# Thread: linear solutions

1. ## linear solutions

Find the value of m for which the simultaneous equations $3x+my=5$ and $(m+2)x+5y=m$ have:

a) an infinite number of solutions
b) no solutions.

mostly having trouble with a), please explain how you got your answer,
thanks

2. Originally Posted by DivideBy0
Find the value of m for which the simultaneous equations $3x+my=5$ and $(m+2)x+5y=m$ have:

a) an infinite number of solutions
b) no solutions.

mostly having trouble with a), please explain how you got your answer,
thanks
Hello,

you know that a linear equation has a straight line as it's graph.

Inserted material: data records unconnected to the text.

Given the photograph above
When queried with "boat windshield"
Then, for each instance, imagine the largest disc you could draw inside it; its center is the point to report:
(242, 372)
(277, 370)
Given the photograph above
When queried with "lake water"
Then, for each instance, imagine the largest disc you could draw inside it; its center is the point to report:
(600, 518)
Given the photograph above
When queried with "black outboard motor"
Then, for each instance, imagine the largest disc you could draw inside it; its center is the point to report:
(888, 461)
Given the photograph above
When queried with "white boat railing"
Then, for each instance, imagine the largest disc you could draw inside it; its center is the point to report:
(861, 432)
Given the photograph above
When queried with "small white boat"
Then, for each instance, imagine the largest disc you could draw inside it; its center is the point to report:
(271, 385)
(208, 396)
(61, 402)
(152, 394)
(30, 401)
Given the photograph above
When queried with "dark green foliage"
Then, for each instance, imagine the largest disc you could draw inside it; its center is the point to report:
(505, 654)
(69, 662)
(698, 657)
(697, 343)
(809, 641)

If you have the 2 linear equations

$l_1:y=m_1x + b_1~\text{ and }l_2:y=m_2x + b_2$ then you know that there are infinite many common points if $l_1=l_2~\iff~m_1=m_2\ \wedge \ b_1=b_2$

and

There is no solution (or there aren't any common points) if

$l_1\neq l_2~\iff~m_1=m_2\ \wedge \ b_1\neq b_2$

1. Rearrange your equations ( $y=-\frac3m x+\frac5m$ , $y=-\frac{m+2}{5} x + \frac m5$)

2. Use the general equations which I mentioned above

3. For confirmation only: Infinite many solutions with m = -5 and no solution with m = 3.

3. Thanks

4. Originally Posted by DivideBy0
Find the value of m for which the simultaneous equations $3x+my=5$ and $(m+2)x+5y=m$ have:

a) an infinite number of solutions
b) no solutions.

mostly having trouble with a), please explain how you got your answer,
thanks
$3x+my = 5$
$(m+2)x+5y = m$
The determinant of the coefficients is:
$\left| \begin{array}{cc}3&m\\m+2&5 \end{array} \right| = 15 - m(m+2)$
To have non-unique solution the determinant needs to be zero:
$m(m+2) = 15 \implies m=-5,3$.
Now check which one gives infinite solutions and which one gives no solutions.*

*)Or you can use determinants again, but there is no point. Because you just need to check two values.